Ancient hunter-gatherer societies avoid that problem by not wanting all that stuff. They "worked" maybe 5-10 hours per week, and that wasn't really work for them, it was fun. Go on a hunt, kill a zebra, and the whole clan is fed for a week. No stress.

 

I feel this is a bait. : ) It is alluring, but I think we will keep running into problems as long as we try to be on the border of jungle and planned settlement (to transcend both, jungle-law and civilization-law). In the theory of language, one current problem for evolutionists is that research shows that human language could not have evolved in a jungle (it can only die in a jungle, not get nurtured there). They believe language was installed overnight in humans by a mutation, or has an alien origin. So when we regress to hunter-gatherer society, we have to ask if they could communicate? If the answer is yes, then I think with language the pandora's box (culture of slaves) will get dragged into "society." This is just my feeling.
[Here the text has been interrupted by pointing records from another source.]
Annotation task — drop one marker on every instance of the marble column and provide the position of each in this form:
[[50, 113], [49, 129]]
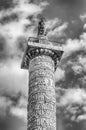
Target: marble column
[[41, 61], [42, 101]]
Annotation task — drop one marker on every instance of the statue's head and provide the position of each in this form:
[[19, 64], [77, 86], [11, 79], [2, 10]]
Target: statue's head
[[41, 26]]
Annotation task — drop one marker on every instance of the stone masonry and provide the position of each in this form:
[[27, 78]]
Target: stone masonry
[[41, 58]]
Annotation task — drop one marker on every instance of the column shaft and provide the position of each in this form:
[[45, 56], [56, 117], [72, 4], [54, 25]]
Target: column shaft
[[42, 99]]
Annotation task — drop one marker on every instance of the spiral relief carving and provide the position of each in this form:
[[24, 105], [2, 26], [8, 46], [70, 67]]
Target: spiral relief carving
[[42, 100]]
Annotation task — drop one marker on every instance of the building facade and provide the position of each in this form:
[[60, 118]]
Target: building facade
[[41, 59]]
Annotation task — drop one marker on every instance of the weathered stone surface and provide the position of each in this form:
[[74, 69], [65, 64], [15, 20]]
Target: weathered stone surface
[[42, 100]]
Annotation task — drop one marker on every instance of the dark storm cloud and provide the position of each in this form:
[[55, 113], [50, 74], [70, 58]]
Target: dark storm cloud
[[3, 48], [5, 4], [9, 18]]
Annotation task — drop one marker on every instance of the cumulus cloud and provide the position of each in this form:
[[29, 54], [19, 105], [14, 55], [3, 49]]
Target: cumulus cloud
[[72, 103], [56, 29]]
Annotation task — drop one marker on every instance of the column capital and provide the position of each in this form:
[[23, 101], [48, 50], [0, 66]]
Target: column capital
[[41, 46]]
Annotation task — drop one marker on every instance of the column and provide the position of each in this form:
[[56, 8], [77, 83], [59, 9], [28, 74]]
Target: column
[[41, 100]]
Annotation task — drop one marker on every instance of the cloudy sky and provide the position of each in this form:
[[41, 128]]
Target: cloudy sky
[[65, 22]]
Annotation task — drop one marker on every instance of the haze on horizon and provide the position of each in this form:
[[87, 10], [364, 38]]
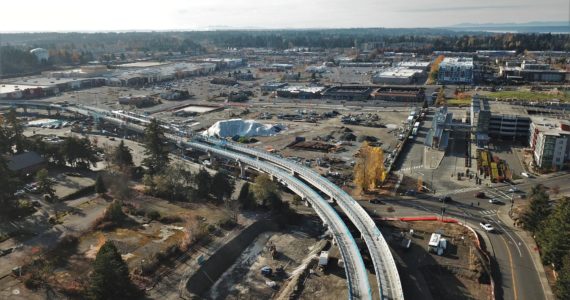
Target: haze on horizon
[[107, 15]]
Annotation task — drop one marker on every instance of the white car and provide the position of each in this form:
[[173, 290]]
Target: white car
[[487, 227]]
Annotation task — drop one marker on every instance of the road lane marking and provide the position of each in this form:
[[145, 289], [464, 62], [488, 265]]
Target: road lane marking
[[512, 268], [508, 234]]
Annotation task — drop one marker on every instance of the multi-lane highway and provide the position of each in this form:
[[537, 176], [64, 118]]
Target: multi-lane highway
[[517, 274], [384, 265], [357, 275]]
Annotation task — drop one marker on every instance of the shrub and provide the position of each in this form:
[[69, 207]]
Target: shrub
[[170, 219], [153, 215], [227, 223], [88, 190]]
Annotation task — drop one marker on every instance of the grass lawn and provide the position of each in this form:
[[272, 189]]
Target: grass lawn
[[529, 96]]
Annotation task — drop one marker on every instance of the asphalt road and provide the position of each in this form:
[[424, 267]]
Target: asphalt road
[[516, 271]]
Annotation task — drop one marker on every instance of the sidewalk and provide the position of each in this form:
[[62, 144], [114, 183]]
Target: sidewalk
[[532, 249]]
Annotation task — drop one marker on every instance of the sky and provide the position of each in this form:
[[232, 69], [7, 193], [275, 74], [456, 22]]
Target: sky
[[122, 15]]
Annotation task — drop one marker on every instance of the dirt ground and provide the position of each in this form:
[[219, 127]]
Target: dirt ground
[[457, 274], [297, 250]]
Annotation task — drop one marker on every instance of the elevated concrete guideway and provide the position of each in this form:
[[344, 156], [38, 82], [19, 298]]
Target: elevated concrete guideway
[[357, 276], [356, 273]]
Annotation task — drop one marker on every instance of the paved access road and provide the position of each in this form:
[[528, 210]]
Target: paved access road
[[520, 276]]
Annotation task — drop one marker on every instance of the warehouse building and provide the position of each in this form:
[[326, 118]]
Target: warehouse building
[[550, 143], [399, 94], [354, 92], [456, 70], [533, 72], [398, 75], [301, 92]]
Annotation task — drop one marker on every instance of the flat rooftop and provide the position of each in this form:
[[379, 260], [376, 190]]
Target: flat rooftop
[[398, 72], [40, 81], [10, 88], [551, 126], [142, 64]]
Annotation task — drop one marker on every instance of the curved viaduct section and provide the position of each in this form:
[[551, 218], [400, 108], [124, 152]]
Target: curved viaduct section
[[384, 265], [356, 274], [359, 287]]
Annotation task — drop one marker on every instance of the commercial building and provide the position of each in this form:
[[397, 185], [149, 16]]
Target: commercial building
[[456, 70], [41, 54], [312, 92], [550, 143], [498, 120], [418, 65], [273, 86], [398, 75], [399, 94], [26, 163], [533, 72], [438, 135], [351, 92]]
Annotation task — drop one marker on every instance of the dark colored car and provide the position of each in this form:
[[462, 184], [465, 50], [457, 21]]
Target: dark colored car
[[480, 195]]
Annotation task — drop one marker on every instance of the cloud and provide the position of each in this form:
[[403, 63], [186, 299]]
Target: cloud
[[463, 8]]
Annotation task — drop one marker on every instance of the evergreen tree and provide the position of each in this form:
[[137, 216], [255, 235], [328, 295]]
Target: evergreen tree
[[100, 187], [16, 131], [122, 156], [562, 288], [264, 189], [110, 278], [245, 197], [156, 151], [8, 183], [538, 209], [203, 182], [554, 237]]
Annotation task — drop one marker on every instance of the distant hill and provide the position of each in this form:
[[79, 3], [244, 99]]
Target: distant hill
[[528, 27]]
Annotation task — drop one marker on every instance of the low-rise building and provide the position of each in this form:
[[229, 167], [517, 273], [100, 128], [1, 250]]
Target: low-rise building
[[273, 86], [456, 70], [301, 92], [550, 143], [26, 163], [533, 72], [438, 135], [351, 92], [500, 120], [399, 94], [396, 75]]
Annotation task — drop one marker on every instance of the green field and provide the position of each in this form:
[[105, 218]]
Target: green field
[[529, 96]]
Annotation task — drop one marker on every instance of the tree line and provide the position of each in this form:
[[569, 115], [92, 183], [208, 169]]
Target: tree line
[[549, 222]]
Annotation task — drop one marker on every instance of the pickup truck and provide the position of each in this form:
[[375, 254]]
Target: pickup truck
[[487, 227]]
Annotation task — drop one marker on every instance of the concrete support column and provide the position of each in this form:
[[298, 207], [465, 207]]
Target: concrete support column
[[212, 157], [241, 169]]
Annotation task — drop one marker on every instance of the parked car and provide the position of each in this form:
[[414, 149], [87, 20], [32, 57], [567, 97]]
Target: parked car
[[487, 227], [495, 201], [376, 201]]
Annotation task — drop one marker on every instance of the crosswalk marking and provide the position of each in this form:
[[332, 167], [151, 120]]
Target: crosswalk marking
[[412, 168], [489, 212], [463, 190]]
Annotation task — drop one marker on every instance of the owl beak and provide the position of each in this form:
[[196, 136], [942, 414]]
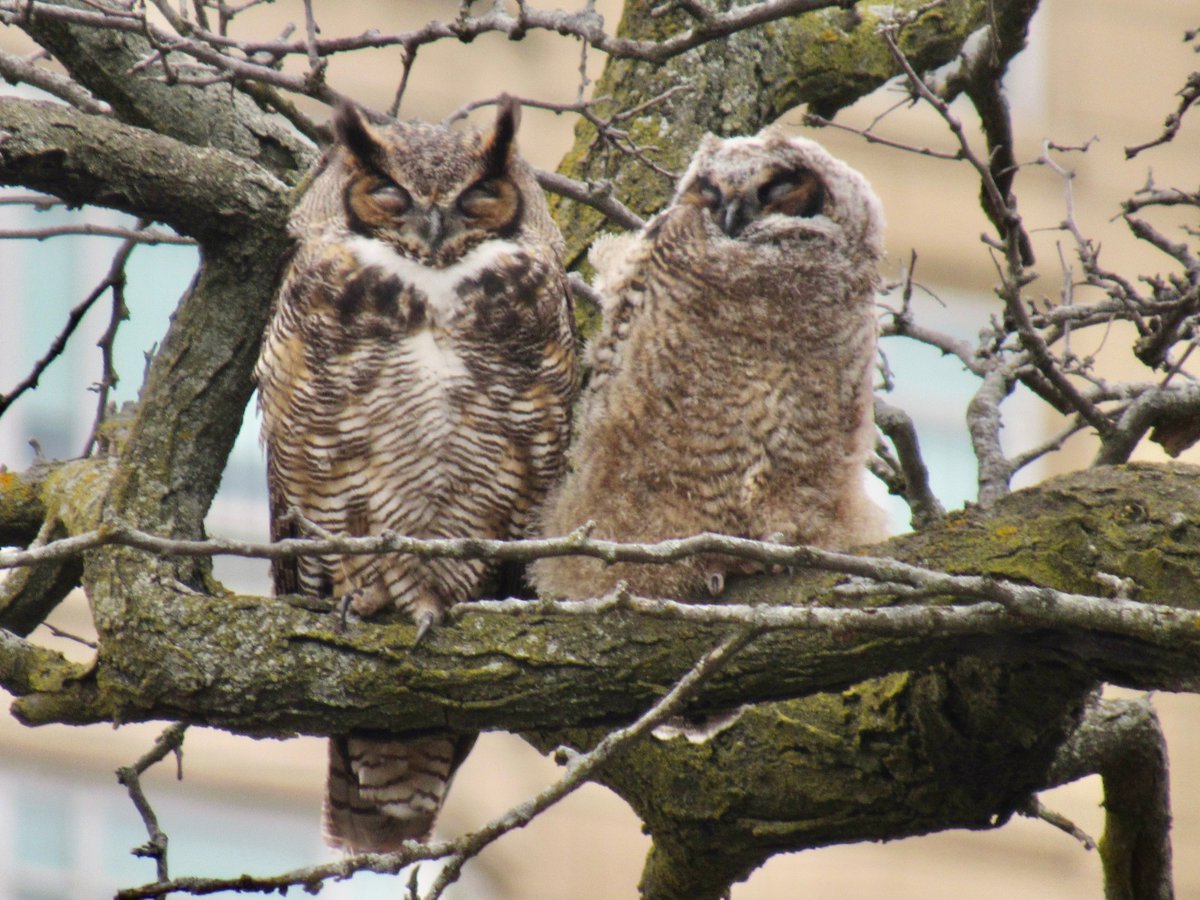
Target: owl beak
[[733, 216], [435, 228]]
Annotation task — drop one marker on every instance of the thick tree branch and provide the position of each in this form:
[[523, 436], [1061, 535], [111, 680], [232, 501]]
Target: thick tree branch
[[102, 47], [93, 160], [1121, 741], [299, 671]]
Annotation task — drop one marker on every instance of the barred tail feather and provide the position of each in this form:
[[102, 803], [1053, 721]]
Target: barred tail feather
[[383, 792]]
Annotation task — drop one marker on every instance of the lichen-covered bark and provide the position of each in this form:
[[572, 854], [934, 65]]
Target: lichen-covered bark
[[270, 667], [214, 196], [955, 748], [109, 64]]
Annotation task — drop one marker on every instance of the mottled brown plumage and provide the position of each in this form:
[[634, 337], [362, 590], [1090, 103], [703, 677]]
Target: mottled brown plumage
[[731, 387], [417, 376]]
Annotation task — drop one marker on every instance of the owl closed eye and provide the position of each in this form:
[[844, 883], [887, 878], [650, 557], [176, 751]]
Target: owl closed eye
[[737, 203]]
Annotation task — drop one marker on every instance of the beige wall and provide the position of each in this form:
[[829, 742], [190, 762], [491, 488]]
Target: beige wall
[[1093, 67]]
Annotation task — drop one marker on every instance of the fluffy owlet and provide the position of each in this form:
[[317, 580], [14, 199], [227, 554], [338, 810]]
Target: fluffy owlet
[[732, 376], [417, 376]]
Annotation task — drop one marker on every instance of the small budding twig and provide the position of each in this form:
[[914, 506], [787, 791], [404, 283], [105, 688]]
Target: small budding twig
[[169, 742]]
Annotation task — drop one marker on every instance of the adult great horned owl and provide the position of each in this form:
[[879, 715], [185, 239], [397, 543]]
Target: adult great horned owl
[[731, 385], [417, 376]]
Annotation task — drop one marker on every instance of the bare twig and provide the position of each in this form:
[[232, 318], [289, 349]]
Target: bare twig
[[1033, 808], [927, 509], [17, 71], [1188, 96], [169, 742], [139, 235], [114, 277], [599, 198], [259, 60], [108, 377], [581, 767]]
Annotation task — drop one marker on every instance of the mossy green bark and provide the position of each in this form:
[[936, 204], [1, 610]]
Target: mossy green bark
[[274, 667]]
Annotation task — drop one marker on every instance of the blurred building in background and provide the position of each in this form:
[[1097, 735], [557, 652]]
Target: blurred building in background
[[1104, 69]]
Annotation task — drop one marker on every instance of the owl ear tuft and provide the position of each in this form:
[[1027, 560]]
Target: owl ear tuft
[[357, 136], [498, 144]]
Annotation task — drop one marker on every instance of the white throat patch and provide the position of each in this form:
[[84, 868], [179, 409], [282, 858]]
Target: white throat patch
[[439, 286]]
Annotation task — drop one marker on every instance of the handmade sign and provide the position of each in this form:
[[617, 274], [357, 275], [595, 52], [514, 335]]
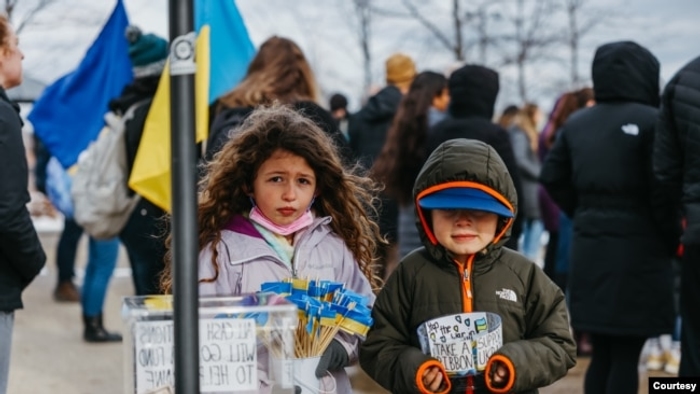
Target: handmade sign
[[236, 336], [463, 342]]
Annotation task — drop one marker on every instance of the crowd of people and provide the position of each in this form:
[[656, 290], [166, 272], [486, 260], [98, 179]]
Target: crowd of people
[[425, 204]]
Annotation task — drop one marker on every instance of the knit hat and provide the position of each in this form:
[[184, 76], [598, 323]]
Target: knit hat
[[400, 69], [147, 52]]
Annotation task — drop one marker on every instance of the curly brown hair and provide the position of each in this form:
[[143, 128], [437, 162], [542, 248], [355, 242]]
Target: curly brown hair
[[344, 196], [403, 153], [279, 71]]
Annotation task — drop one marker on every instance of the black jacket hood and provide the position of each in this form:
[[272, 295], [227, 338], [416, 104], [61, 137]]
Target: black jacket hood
[[626, 71], [473, 91], [383, 105]]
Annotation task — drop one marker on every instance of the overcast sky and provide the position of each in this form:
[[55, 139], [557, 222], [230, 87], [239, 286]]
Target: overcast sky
[[323, 29]]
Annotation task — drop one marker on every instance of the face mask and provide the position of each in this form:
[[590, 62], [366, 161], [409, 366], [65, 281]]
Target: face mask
[[301, 222]]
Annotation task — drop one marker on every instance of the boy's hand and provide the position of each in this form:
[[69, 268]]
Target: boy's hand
[[432, 379], [499, 374]]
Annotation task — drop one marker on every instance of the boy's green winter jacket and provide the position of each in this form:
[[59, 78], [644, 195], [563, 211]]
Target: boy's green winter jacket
[[537, 345]]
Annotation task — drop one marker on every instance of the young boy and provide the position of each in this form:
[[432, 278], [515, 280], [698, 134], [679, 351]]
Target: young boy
[[465, 203]]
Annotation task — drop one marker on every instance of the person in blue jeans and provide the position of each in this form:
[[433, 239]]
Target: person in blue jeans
[[102, 258]]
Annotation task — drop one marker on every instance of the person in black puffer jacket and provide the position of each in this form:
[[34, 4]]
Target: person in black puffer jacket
[[473, 91], [21, 254], [599, 173], [677, 166]]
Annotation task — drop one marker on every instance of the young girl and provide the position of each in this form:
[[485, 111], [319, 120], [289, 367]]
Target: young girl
[[276, 203]]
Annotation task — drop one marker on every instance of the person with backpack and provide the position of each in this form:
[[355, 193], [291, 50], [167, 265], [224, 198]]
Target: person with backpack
[[143, 232], [107, 210]]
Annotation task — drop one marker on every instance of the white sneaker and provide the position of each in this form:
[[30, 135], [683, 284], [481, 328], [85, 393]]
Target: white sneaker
[[673, 359]]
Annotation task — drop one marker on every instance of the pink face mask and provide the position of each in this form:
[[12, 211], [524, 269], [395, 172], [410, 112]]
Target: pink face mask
[[301, 222]]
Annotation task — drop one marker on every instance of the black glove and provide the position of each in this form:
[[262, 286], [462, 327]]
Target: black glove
[[334, 359]]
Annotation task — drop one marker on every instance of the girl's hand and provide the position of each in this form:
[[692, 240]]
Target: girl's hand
[[499, 374], [432, 379]]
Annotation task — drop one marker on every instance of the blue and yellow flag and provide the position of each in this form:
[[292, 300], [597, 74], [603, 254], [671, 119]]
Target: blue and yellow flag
[[69, 114], [223, 51]]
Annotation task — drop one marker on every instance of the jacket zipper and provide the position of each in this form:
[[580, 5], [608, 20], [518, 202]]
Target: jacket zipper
[[467, 302]]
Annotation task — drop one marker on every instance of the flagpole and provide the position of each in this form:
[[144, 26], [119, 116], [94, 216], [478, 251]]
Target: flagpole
[[184, 198]]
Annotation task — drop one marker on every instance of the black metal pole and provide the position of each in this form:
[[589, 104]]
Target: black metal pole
[[184, 198]]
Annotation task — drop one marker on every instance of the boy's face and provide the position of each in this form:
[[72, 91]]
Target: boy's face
[[464, 232]]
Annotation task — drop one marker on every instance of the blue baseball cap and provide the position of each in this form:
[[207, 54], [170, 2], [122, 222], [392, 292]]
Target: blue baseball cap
[[465, 198]]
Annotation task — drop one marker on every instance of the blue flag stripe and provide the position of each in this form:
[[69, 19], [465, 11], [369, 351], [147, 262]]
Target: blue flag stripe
[[70, 112]]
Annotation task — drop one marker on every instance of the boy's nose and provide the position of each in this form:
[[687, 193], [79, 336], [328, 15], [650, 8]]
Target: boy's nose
[[464, 217]]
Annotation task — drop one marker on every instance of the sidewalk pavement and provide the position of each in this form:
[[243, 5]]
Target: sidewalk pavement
[[50, 357]]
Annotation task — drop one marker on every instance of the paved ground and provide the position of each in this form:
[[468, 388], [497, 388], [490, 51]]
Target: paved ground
[[49, 356]]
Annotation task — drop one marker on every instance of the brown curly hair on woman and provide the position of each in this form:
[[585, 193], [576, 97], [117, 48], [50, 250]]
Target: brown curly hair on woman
[[344, 196], [279, 71]]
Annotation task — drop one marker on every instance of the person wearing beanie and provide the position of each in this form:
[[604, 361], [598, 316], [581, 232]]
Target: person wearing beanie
[[400, 71], [473, 91], [367, 131], [147, 52]]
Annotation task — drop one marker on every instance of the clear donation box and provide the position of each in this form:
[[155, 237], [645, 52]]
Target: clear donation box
[[239, 337]]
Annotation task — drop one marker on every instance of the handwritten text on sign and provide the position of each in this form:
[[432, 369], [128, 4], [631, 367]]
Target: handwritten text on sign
[[463, 342], [227, 355]]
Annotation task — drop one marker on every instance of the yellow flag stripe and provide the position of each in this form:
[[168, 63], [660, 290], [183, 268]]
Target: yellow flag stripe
[[151, 173]]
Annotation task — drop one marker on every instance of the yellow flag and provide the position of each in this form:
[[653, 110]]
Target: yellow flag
[[150, 176]]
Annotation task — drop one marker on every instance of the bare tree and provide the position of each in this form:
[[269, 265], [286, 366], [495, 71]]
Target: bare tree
[[532, 36], [479, 19], [580, 24], [28, 15], [454, 44], [364, 19]]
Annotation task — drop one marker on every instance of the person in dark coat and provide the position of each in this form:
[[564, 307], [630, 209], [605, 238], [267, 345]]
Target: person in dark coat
[[677, 166], [599, 173], [473, 91], [21, 254], [367, 131]]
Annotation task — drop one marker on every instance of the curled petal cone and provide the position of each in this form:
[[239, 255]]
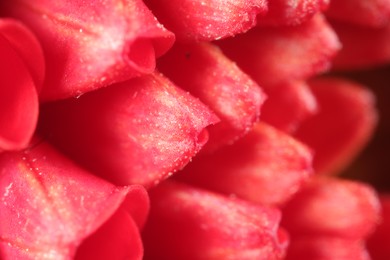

Then civilization and society would be two names for the same thing.

 

One important point you raise is -- has man made progress from prehistoric times or has remained standstill or has regressed? If judged with the yardstick of anxiety (and other unpleasant diagnostic signals), man has probably regressed. I agree with you that code coolie is an euphemism for slave. I also agree that the hunter-gatherer was probably happier than us (and we live to be happy I guess). But, I'm sure you too realize that we probably cannot use such a straightforward yardstick to measure man's progress. Man's nature is a paradox -- I think this is the most frustrating aspect of his nature. Sometimes pleasure is pain, sometimes pain is pleasure... a bit of socialism, a bit of capitalism, a bit of selfishness and a bit of self-sacrifice. Interestingly, while studying the way viruses replicate, scientists have come up with a "survival of flattest" model (as opposed to fittest).  This is because a virus is puzzling -- it does not care if its host lives or dies. Man is a bit like that (does not care for Earth or denuding forests or...). But at least we know now that survival of the fittest is not the only law in the jungle, for there is a survival of the flattest too that seems to resemble man's model.

 

One more thing; the role the brain plays in the human body very strongly mimics the organizations and structures (governance models) man creates. If we can infer things just by the basis of this similarity (which is not scientific, but we aren't scientists anyway), then we can say that a society that functions like a brain does in a human body is the most just. For instance, we behave like CEOs of our body -- lording over it but without much idea how a cell is functioning. We might lose a finger to, say, a freak immune reaction, and start wearing a prosthetic finger, and if the finger sues us for damages saying that we conspired to have it removed, it would not be much different from my impulse to sue my doctor for damaging me with benzos. The finger could even write an essay, "What is it like to be a finger?" Actually there is a very nice 4/5 part documentary in youtube by the neuroscientist David Eagleman, where he explains the mysteries of the brain. The word CEO that I used to describe the brain is actually his choice of word.

 

Anyway, thanks once again for "rambling." : ) I enjoyed reading your post and I enjoyed composing this post.